Mar 29 2016.
views 401“I hate it when I swim so hard to the point where my legs shiver and I can hardly catch my breath and people say, you could have swum harder,” says my dramatic 12 year old.
Dear readers, please in no way be alarmed, I am not in “Asian tiger mum” mode pushing my child disregarding her physical and mental state of mind. Yes these comments are aimed at me, but my daughter approaching teen-hood is now infact running out of steam in her chosen sport. In their early years, as children discover what they are passionate about, this enthusiasm spills over into their performance, be it at sports, athletics, dance, their eagerness and confidence easily brings to them to the top of their interests. Of course along the way these chosen interests can get difficult, they can get competitive, your older children now, might, rather than push themselves look for excuses. Every practice, every game and every test in school becomes a chore on your part to get them to perform. Of course you feel disappointed to face the reality of the talent forgone, the hours wasted, but all is not lost. Once you understand rather than fight the fact that your child has hit a bump in the road, it is more prudent to approach the situation with a plan rather than ultimatums to perform or else.
It is important to understand that rather than a lack of performance, your child has lost that bit of motivation to push themselves further. Yes they feel that they are giving their all, but now the stakes are higher and the competition is tougher. They will fail at first hurdle, but it is our responsibility to bring them in strength to the second hurdle rather than fail in faith of themselves. Having the ability to perform is important but mind and motivation plays an important part in pushing the child and self further. Understand that your child is no longer the young eager infant, as they grow, their moods change and they themselves are fighting a battle within self to accept these changes. The journey into independency is not always smooth sailing and their moods compliment how they act and behave. Also in this age group, preteens to teens, peer pressure and acceptance by peers is immensely important. If it is not seen very cool to behave in certain ways, your child might revolt adhering to more behavior that is deemed acceptable by peers rather than behaviour which is more progressive to self. Our children can get lost sometimes and as parents it is up to us to gently guide them once again.

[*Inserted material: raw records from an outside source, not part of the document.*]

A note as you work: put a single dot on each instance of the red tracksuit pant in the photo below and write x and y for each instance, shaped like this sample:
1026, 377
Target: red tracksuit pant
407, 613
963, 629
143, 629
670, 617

Here are some ways to motivate the otherwise demotivated child:
1. Avoid giving power to the “reluctant behaviour” : As parents it is normal to easily get frustrated and yell and punish the wayward behaviour. But when one does that you give a reason for the child to rebel further. They are being shouted at and rather than conform they fight it further. It is best to make the choices clear to the child. For example you have till seven to do homework, failing which the child should be given some consequences and punishments. Or in the case of sports, set a time schedule by which personal best times are to be achieved and help you child work on them. In this way they have targets and rewards to strive for.
2. Problem solving strategy : Obviously have a plan, discussed between both about how the present crisis can be over come. Yes sometimes our children can be a little lazy and personal encouragement is much needed. But refrain from setting ultimatum filled plans, take what your child has to say and decide on a solution.
3. Removing the emotionalism : Being our children we are of course disappointed when they do not perform, since the heart of hearts we always believe each child can achieve greatness. But sometimes greatness is not the solely important, don't take it personally. Your child's happiness weighs in more rather than the number of medals achieved or grades acquired.
4. Open channels : Always strive to keep the channels of communication open between self and child. These can be trying times and it is best to make your child understand that rather than being overtly judge mental you understand their situation and is always there to help.
As children grow they go through various issues and trials in life. Yes those potty training days might seem quite easier compared to certain issues you have to face with your older children. But the truth in the matter is that every problem can be overcome and like everything in life it to shall pass. Happy parenting.